Block diagram for Yorick

Bench testing the set-up

The AlexaPi software provides output to two GPIO pins, intended to light up LEDs as the Pi hears the wakeup word, listens to the input, gets the response from the Amazon Alexa service, and then speaks the response. All the directions for AlexaPi are on the creator’s GitHub site. For this project, we also linked the same pins to input pins on the Maestro servocontroller. The Maestro I used allows pins to be used as output (primarily for servos, but also for other purposes) or as analog inputs. Other models also have digital input pins. By reading the status of the input pins, we know which state to be in, as there is a separate routine of head motions for inactive, wake, listen, get response, and speak response.

The servo sequences are developed using the GUI-based controller software provided by Pololu, and then custom control commands are added using their stack-based scripting language. The partial script is included at the end of the article. The short first section that is provided is the control code I wrote, the rest (not shown) are the automatically generated subroutines based on the sequences I defined using their GUI driven software.

The skull motions for each state are predefined and fixed (the routines are looped as needed for the typically longer lasting states (get response and speak response).

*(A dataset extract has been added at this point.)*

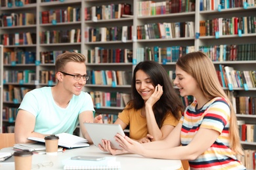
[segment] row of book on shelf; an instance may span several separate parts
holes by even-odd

The one key tip is to slow down the servos in order to look more realistic. The Maestro controller software lets you limit the speed and acceleration of each servo, and with the exception of the jaw servo, which had to have quick response to changing audio, I set both the speed and acceleration values to 20.

The audio servo driver board converts the audio put out by the Pi into servo commands for the jaw, while also passing the audio through to the powered speakers. Others have developed their own software do drive motor (rather than servo) based devices such as Billy Bass and Teddy Ruxpin, based on the amplitude of the sound. I’m sure the same could be done to drive the jaw servo by extracting the volume of the sound, but I already had an audio servo driver board that is otherwise unused except for Halloween, so I used that.

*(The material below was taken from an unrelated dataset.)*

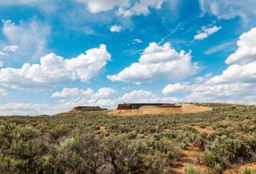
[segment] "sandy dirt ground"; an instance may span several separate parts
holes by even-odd
[[[213,134],[214,132],[214,130],[213,129],[212,126],[206,126],[206,128],[200,128],[198,125],[194,125],[192,126],[194,129],[198,131],[200,133],[206,132],[208,135]]]
[[[113,115],[146,115],[146,114],[166,114],[166,113],[193,113],[210,111],[213,109],[205,106],[198,106],[192,104],[182,104],[181,108],[141,108],[139,109],[118,110],[114,109],[109,113]]]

3-axis talking skull with moving eyes

Raspberry Pi with Kinobo USB microphone

Audio servo controller board

Mini Maestro Servo Controller board

 

 

 

 

 

 

 

 

 

 

 

 

 

 

 

I put it all in a project box, and covered the threaded rod supporting the skull with a short length of PVC pipe, painted black, to produce the final result:

Rather messy (mainly with the 5 servo cables), but it all fits in the box.

Hardware Components

  • 3-axis talking skull with moving eyes. Mine is from audioservocontroller.com
  • Powered speakers – The Raspberry Pi puts out very little volume from the audio jack, so you want amplified speakers, whether battery powered or from line current. I used an old pair of inexpensive computer speakers
  • Raspberry Pi 3 – Other models with WiFi should also work
  • Kinobo – USB 2.0 Mini Microphone – You need a microphone for input, and I was quite happy with the performance of this one, considering it only cost $5.25!
  • Pololu Mini Maestro Servo Controller – I used the 12 channel version, larger versions should also work.
  • Audio servo driver board – I used an ST-200 board from Cowlacious that I had for a Halloween project. That model has been replaced by the newer and improved ST-400 model, which should work fine. audioservocontroller.com also sells a similar board
  • Misc., including project box, LEDs (optional), resistors (optional, if LEDs used), breadboard (optional, if LEDs used), PVC pipe, and jumper wires.

Software Components

  • AlexaPi open source client software for Amazon’s Alexa service
  • Pololu’s Maestro Controller Software – I used the Windows version, but they have versions for Linux as well.
  • Custom script for the Maestro servo controller to control the skull

 

begin     # Loop until input 9 goes high
  9 get_position # get the value of the red trigger, 0-255
  155 greater_than # test whether it is greater than 155 
  if      # Wakeup word detected, run wake movement sequence
    wake     
    750 delay
    1 # flag for getting out of loop
    begin
      dup
      while
      9 get_position
      10 get_position
      plus
      300 greater_than
      if     # If after wake, both inputs high, then getting reply
        think
      else
        9 get_position
        155 greater_than
        if     # if just input on 9 high, then speaking reply
          answer
        else
          10 get_position
          155 greater_than
          if   # if just input on 10 high, then listening to query
            listen
          else     # when both inputs at zero, back to rest mode
	    Rest
            1 minus
          endif
        endif
      endif 
    repeat
  endif
repeat

### Sequence subroutines: ###
# Sequence subroutines removed not included for brevity

Wrangling Data with Pandas: An Example

Introduction

If you’re familiar with Pandas, this won’t be news to you, but if not, I hope you’ll read through this and be convinced to check Pandas out. Many of us wrestle with data, whether at work, at home, or in our hobbies. If we’re doing robotics or software, there’s almost certain to be logs of data to analyze. Excel is the go to choice for many, and it’s quite useful, but it’s not easy to automate reading in data, reformatting it as you need it, maybe resampling the data, etc. While I’ve not used R, I hear it’s great for statistical analysis and some machine learning, but only if the data is in the way you want it and you only need R. Pandas, on the other hand, is a Python library for data analysis. So in addition to Pandas, you have the full power of Python to do the pre-processing, post processing, and any additional pipeline steps you may need.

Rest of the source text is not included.